8.4. Developing IPC applications¶

8.4.1. Introduction¶

The Jacinto 7 SoC has multiple different CPUs on an SoC. (e.g. R5F, C6x, C7x, and A72). Software running on these CPUs needs to communicate with each other to realize a use-case. The means of collaboration is referred to as inter-processor communication or IPC. An IPC library is provivded on each CPU and OS to enable communication among the higher level application components on each core.

The overall IPC software stack on different CPU/OS is shown in table below:

IPC SW layer	Description
Application	Application which sends/receives IPC messages
RPMSG CHAR	[ONLY in Linux] User space API used by application to sends/receives IPC messages
RPMSG	SW protocol and interface used to exchange messages between endpoints on a destination CPU
VRING	Shared memory based SW queue which temporarily holds messages as they are exchanges between two CPUs
HW Mailbox	Hardware mechnism used for interrupt notification between two CPUs

The main SW components for IPC are,

PDK IPC LLD driver for RTOS, this consists of RPMSG, VRING and HW Mailbox driver.
Linux kernel IPC driver suite for Linux, this consists of RPMSG CHAR, RPMSG, VRING and HW Mailbox driver.

The PDK IPC library and the Linux kernel IPC driver suite enables communication among all the cores present in J7 SoC. The PDK IPC library is linked with RTOS applications and supports message based communication with other cores running RTOS (like R5FSS cores and DSP Cores).
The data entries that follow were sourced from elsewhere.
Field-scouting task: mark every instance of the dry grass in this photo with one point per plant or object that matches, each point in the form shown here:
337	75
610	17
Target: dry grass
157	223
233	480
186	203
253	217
It is also capable of communicating with A72 cores running Linux using the same APIs.

The Linux IPC driver runs on A72 cores as a part of the kernel and can communicate with R5FSS and DSP cores.

8.4.2. RPMSG and VRING¶

RPMSG is the common messaging framework that is used by Linux as well as RTOS. RPMSG is an endpoint based protocol where a server CPU can run a service that listens to incoming messages at a dedicated endpoint, while all other CPUs can send requests to that (server CPU, service endpoint) tuple. You can think of an analogy to UDP/IP layers in networking, where the CPU name is analogous to the IP address, and endpoint is similar to the UDP port number.

When sending a message to a server, a client CPU / task also provides a reply end point so that the server can send its reply to the client CPU.

Multiple logical IPC communication channels can be opened between the same set of CPUs, by using multiple end-points.

While RPMSG is the API or protocol as seen by an application, internally the IPC driver uses VRING to actually pass messages among different (RPMSG CPU, endpoint) tuples. The relationship between RMSG end points and VRING is shown in below figure.

Fig. 8.5 RPMSG and VRING¶

VRING is a shared memory segment, between a pair of CPUs, which holds the messages passed between the two CPUs. The sequence of events as a message is passed from a sender to receiver and back again is shown in below figure.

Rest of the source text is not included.